This Is Why J.D. Vance Hates “Childless Cat Ladies”
I was called a “childless cat lady” once. It was in response to an article I wrote last year about the authoritarian ideology coming out of the Claremont Institute, a right-wing think tank. I told my kids; they thought it was funny. I didn’t tell my cat because I don’t have one. So when I saw J.D. Vance’s comment about “childless cat ladies” running the Democratic Party I was hardly surprised. He is nowhere near as original as he seems. He belongs to a movement, often referred to as the “New Right,” that is far more complex and extreme—and, yes, weird—than most people understand.
On the face of it, Vance appears to be living a lie. On the one hand, he carries the aura of meritocracy. He’s a Yale Law School graduate and a former junior private equity associate; he had a transgender friend; he married the daughter of South Asian immigrants; and he was once sensible enough to have called Trump “morally reprehensible,” a form of “cultural heroin,” and “America’s Hitler.” On the other hand, he is a hillbilly and a man of the people, he claims to speak for the forgotten white working class, he appears to be a sincere convert to Catholicism, and he demands that our political leaders be free of the malign influences of billionaires—like the private equity titans who funded his own political career.
Vance explains it all as a matter of changing his mind. Many people, finding this explanation preposterous, put it down to hypocrisy jacked up with ambition. But the contradictory sides of J.D. Vance fit together neatly once you understand something about the movement he represents.
In the article that earned me my first “childless cat lady” accolade, I pointed out that the roots of the New Right’s ideology lie in a particular interpretation of the work of the midcentury political theorist Leo Strauss. To cut a long story short: The New Right’s understanding of Straussianism makes a crucial distinction between what he calls “exoteric” and “esoteric” communication. The “exoteric” stuff is what you tell the little people who are thought to be simpleminded and religious by instinct. “Esoteric” messages are what you tell your fellow leaders and allies in private as you prepare to rule over the herd (for their own good, of course).

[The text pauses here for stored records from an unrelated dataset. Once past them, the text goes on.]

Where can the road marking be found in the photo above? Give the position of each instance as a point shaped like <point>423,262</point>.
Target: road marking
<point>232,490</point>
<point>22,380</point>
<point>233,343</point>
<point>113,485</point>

Leaders of the New Right, such as Heritage Foundation president Kevin Roberts, the architect of Project 2025, and Christopher Rufo, the mastermind of the “critical race theory” hysteria, present themselves as members of a new intellectual elite—even as they cast themselves as representatives of ordinary folk. (Roberts, in conversation with Ted Cruz in 2022, commented that “driving big trucks is one way we can defeat cultural Marxism in America.”) Yet they are unabashedly elitist, and this is a key part of the New Right movement to which Vance belongs. They manufacture lies for the little people, but they do it all in service of some greater truth, at least in their own minds. Vance evidently sees himself as a member of this club, which may explain why he is so comfortable portraying himself as a wholesome hillbilly despite having gone to Yale and become a Silicon Valley elite.
As I also pointed out in my essay on Claremont last year, another key figure in that New Right tradition is German political theorist Carl Schmitt. The most important thing to know about Schmitt was that he was a Nazi; the second-most-important thing is that he was profoundly anti-liberal. He saw the attempt to ground a state on the ideas of “individual rights,” the rule of law, and rational policymaking as a horrible betrayal of the calling of politics. All that mattered was standing up for “the nation”—that is, a particular people who shared common blood and lived on a designated soil—and doing whatever it took to defeat its internal foes. A proper leader, he suggested, must rise above the law. Schmitt adored Hitler for that reason. The men of the New Right adore Trump for essentially the same reason.
Vance articulated a version of this blood-and-soil anti-liberalism at the Republican National Convention. Noting that some of his ancestors were buried in a cemetery in Kentucky, he said he hoped that seven generations of his family would be buried there as well, even if “they would die fighting to protect it. That is the source of America’s greatness.”
When Vance kissed the ring of the man he once tagged as “America’s Hitler,” then, it wasn’t because he had changed his mind about Trump. It’s because he, with the help of his New Right friends like Roberts (whose new book features a foreword, which TNR obtained this week, by Vance), came to appreciate better the virtues of an authoritarian leader.
This helps explain the contradictions that run through Vance’s political career—how someone who owes his venture-capitalist riches and Senate seat to a few billionaire benefactors can pretend to champion the little guy. In the New Right worldview to which Vance subscribes, hierarchies of power are a fact of life. There will always be those at the top in society, and there will always be a mudsill; the powers that be are ordained of God. The only real question is whether the top ranks are staffed with the woke cat ladies of the left or the manly trad men of the New Right.
Thus, laboring in Washington on behalf of the private equity and tech titans who have ascended to the throne of the modern economy isn’t an act of hypocrisy on the part of an ambitious politician. It is a sacred act of duty to uphold the order of being. In Vance’s world, power, God, and money are all on the same side, and lies are just another way of speaking a deeper truth.